Risa mengerutkan keningnya ketika membaca pesan dari nomor tidak dikenal. Dan Risa juga sangat yakin jika itu nomor Imas, gundiknya Azzam.

“Gundiknya Azzam urat malunya benar-benar sudah putus. Kau jual, aku akan beli, lihat saja nanti.” Gumam Risa sambil membuka lemarinya, ia mengeluarkan berkas-berkas penting yang dia butuhkan nanti saat menggugat cerai Azzam. Ya, Risa sepertinya akan menggugat cerai Azzam setelah melihat sikap Azzam pagi tadi, itu semakin membuat Risa menetapkan keputusannya.

“Risa! Ris!” Panggil bu Hafsah dari luar sana dengan suara lantang. Risa yang ada di dalam dengan malas beranjak bangkit, sebelum keluar, ia menyimpan terlebih dahulu berkas-berkas penting itu, terutama surat-surat motor dan perhiasan.

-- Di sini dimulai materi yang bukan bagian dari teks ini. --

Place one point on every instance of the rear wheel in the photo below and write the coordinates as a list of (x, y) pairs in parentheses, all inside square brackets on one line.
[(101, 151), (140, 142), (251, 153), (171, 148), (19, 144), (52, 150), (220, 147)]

“Ada apa sih, bu?” tanyanya setelah membuka pintu agak kesal.

“Semua ini karena ulahmu, ini, belikan ibu ayam dan sayuran lainnya. Mau di letak mana muka ibu karena ulahmu itu, bikin malu saja.” Ucap bu Hafsah sembari meraih tangan Risa, ia meletakkan selembar uang berwarna merah di sana.

“Kenapa ibu masih terus menyalahkan aku, jelas-jelas yang membuat malu ibu itu mas Azzam, bukan aku.” Sangkal Risa tidak terima.

“Terserah, intinya, kalau semua ulahmu ini berdampak buruk pada Azzam. Saya tidak akan tinggal diam.” Ucap bu Hafsah melotot ke arah Risa.